Freeman spokeswoman Ciraulo, however, called the letter “an informational note sent at Hahn’s request and not a list of demands or a point of negotiating. “ She said, “We are out. . . . We are not negotiating.”

Advertisement

She said that while the boundary change is helpful because it has removed an area high in indigents, there is still the problem of reimbursement and patient transfers to county hospitals, which the county curtailed last year because of a money crunch for health care.

‘Much Soul-Searching’

“We feel terrible,” Ciraulo said, explaining that Freeman--a nonprofit hospital run by the Sisters of St. Joseph of Carondolet--firmly believes trauma centers save lives. “It took much soul-searching and much discussion and much consideration before we realized that there is one basic fact, that the financial stability of the hospital was being affected by being a trauma center.”

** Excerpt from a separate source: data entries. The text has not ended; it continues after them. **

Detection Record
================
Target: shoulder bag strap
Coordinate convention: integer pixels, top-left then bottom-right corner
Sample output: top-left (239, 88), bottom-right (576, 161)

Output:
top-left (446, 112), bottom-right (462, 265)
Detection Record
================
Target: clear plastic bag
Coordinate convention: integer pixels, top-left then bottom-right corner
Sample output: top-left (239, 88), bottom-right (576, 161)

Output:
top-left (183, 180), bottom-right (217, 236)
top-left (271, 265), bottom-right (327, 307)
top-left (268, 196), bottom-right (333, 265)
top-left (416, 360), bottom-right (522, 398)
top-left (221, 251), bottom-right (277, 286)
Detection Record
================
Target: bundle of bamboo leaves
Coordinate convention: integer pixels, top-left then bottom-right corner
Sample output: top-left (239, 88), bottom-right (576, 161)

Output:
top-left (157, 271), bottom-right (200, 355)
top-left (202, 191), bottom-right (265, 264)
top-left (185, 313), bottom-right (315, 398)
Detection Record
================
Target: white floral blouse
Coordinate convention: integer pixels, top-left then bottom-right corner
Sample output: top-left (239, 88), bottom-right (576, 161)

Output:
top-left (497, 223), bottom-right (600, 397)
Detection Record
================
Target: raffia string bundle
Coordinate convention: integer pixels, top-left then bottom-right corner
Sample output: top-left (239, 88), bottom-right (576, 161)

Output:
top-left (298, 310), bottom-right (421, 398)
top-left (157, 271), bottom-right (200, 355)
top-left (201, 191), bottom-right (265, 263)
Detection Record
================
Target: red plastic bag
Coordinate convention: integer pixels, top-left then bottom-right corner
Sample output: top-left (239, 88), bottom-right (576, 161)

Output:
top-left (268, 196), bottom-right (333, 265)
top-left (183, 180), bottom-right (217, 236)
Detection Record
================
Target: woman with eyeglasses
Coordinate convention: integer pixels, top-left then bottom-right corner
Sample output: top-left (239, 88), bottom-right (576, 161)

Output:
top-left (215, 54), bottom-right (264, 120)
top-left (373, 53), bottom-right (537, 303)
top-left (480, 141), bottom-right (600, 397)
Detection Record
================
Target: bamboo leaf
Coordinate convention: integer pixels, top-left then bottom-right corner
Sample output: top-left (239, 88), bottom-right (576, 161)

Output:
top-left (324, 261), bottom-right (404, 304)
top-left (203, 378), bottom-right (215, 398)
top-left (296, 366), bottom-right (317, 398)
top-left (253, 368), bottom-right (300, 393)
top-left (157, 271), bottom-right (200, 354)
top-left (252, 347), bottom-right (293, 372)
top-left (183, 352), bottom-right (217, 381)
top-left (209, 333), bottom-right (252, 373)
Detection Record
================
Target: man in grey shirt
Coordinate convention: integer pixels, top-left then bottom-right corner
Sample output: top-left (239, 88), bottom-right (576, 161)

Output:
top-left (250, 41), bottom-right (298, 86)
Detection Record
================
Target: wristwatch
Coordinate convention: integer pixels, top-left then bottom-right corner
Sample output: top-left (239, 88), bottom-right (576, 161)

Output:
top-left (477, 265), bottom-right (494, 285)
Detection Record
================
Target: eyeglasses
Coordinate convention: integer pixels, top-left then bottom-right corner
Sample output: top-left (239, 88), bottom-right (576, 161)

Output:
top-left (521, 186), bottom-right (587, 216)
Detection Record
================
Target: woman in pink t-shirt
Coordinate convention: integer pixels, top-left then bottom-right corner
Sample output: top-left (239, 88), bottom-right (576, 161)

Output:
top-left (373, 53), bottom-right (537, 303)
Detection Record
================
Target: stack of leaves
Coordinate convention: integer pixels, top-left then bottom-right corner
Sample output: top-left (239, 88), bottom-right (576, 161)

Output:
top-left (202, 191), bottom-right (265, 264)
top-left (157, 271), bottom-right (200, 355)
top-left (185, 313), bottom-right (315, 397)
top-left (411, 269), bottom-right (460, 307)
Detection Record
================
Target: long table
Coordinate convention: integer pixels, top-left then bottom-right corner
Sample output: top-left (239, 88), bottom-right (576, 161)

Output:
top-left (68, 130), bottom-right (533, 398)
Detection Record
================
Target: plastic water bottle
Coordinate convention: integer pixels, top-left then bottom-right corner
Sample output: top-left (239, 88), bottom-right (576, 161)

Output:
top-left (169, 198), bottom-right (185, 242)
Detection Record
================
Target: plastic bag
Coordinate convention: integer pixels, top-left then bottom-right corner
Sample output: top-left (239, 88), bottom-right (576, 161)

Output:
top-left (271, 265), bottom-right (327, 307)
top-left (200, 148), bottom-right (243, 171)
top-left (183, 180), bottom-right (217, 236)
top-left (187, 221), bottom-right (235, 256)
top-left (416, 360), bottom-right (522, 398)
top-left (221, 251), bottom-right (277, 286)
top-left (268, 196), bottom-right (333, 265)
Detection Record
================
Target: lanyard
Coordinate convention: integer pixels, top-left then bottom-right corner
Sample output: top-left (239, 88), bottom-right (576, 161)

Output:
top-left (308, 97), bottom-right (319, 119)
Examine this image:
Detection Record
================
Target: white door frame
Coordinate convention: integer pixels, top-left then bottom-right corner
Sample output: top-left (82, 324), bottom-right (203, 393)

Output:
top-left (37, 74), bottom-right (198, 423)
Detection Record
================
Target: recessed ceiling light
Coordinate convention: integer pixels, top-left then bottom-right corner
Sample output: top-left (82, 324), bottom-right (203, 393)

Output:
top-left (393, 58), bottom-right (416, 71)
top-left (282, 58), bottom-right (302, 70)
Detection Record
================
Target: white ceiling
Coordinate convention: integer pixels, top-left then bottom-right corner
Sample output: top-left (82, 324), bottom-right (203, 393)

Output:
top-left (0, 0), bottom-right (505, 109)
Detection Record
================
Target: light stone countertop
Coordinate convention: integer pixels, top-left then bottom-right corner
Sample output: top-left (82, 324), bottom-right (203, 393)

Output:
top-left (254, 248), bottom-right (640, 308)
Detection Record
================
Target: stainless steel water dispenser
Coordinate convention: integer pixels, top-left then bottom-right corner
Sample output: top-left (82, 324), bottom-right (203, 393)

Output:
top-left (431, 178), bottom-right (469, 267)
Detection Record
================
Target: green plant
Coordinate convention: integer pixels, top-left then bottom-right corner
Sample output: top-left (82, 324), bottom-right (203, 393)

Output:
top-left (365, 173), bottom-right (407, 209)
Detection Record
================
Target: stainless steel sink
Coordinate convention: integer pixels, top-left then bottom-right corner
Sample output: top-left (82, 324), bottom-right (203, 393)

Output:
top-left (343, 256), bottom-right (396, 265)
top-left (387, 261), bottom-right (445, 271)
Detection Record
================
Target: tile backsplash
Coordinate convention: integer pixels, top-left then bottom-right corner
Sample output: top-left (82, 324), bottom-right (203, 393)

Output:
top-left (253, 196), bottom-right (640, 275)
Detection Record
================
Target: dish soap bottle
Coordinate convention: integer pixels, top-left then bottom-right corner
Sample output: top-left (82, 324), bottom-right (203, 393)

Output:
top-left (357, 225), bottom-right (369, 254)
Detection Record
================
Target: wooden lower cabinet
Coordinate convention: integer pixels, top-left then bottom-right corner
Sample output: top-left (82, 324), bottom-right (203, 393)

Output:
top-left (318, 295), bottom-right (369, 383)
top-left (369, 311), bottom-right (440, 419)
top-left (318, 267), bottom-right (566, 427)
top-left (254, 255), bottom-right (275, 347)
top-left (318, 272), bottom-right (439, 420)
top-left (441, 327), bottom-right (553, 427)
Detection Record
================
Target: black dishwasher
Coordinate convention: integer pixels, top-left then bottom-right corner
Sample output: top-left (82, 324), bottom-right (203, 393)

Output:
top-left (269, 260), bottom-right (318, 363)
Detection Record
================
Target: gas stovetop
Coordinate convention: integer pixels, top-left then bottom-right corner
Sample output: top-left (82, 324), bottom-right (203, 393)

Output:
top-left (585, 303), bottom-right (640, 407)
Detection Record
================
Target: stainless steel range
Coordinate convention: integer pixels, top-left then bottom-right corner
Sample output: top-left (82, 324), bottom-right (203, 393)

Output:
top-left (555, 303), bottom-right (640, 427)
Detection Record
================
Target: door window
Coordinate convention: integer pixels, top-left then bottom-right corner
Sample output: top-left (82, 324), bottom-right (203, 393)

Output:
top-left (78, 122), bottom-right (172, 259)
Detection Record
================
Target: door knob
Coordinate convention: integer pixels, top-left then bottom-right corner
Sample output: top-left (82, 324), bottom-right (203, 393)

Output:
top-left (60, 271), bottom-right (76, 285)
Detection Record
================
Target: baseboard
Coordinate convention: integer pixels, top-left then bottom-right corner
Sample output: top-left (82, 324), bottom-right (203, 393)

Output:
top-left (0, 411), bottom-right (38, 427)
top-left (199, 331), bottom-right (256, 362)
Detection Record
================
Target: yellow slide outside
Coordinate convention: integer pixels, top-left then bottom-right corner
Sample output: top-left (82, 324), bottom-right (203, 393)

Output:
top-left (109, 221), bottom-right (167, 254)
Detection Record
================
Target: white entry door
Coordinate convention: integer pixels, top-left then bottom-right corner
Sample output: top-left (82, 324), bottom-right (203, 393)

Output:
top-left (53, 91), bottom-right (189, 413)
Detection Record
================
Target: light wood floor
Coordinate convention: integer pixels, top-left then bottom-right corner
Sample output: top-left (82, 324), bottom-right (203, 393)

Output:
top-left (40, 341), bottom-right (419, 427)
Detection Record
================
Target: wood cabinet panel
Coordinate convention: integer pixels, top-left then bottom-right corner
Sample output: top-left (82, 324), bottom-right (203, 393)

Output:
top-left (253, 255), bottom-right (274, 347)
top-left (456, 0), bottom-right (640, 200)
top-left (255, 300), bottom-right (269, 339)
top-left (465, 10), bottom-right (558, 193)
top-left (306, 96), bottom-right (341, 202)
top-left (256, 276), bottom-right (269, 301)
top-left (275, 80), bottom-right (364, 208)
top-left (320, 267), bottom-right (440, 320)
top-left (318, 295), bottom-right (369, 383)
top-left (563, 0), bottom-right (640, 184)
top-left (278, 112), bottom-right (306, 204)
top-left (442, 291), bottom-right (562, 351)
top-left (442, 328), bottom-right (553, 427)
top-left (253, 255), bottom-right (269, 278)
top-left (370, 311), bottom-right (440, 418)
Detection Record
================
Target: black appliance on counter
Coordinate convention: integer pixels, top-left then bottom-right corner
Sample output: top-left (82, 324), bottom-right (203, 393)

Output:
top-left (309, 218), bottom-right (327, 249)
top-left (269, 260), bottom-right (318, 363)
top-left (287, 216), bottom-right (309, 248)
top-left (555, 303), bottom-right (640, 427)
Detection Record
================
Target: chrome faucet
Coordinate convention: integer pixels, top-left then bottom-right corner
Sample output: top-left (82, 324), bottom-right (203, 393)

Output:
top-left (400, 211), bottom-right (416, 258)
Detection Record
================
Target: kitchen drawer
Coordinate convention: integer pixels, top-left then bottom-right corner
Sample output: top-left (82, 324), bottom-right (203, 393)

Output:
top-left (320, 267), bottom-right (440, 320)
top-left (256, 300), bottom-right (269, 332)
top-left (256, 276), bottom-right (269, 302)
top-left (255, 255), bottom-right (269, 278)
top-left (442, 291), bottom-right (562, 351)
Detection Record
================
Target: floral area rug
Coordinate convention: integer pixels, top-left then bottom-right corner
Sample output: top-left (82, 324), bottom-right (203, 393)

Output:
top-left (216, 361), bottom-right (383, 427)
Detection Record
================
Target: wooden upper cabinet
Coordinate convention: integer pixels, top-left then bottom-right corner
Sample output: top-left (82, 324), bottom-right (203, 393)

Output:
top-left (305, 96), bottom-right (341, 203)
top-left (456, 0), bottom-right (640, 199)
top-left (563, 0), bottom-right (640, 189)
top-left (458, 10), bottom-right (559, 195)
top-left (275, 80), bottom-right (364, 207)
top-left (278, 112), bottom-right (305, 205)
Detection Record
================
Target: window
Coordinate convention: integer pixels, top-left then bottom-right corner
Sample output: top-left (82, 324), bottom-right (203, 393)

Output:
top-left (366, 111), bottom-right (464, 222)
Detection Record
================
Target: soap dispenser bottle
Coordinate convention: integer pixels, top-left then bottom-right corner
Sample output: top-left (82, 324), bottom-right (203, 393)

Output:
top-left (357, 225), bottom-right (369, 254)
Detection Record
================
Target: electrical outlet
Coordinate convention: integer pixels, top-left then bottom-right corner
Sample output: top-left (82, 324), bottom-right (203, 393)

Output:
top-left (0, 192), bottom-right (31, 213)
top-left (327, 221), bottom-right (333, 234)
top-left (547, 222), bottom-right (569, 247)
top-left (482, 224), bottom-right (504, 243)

Price-Hastings indicated that the county has no money to reimburse trauma centers and that cuts in money for staff and beds have made it impossible to accommodate stabilized indigents in county hospitals.

“If resources are to come, they will have to come through the state,” she said, citing several pending bills in Sacramento to provide money for trauma care.

Both Ciraulo and Price-Hastings said that while the crisis at Freeman and other troubled trauma centers has focused on indigents, the loss of a trauma center affects everybody. “The public health issue is that everyone, including those who can pay, lose this service,” Price-Hastings said.

Ciraulo said, “A hospital pullout affects everyone. While it may be true that there is no one to care for a gunshot victim who can’t pay, it is also true we have no one to take care of a TRW employee driving on the 405 Freeway who crashes his car, and who is insured.”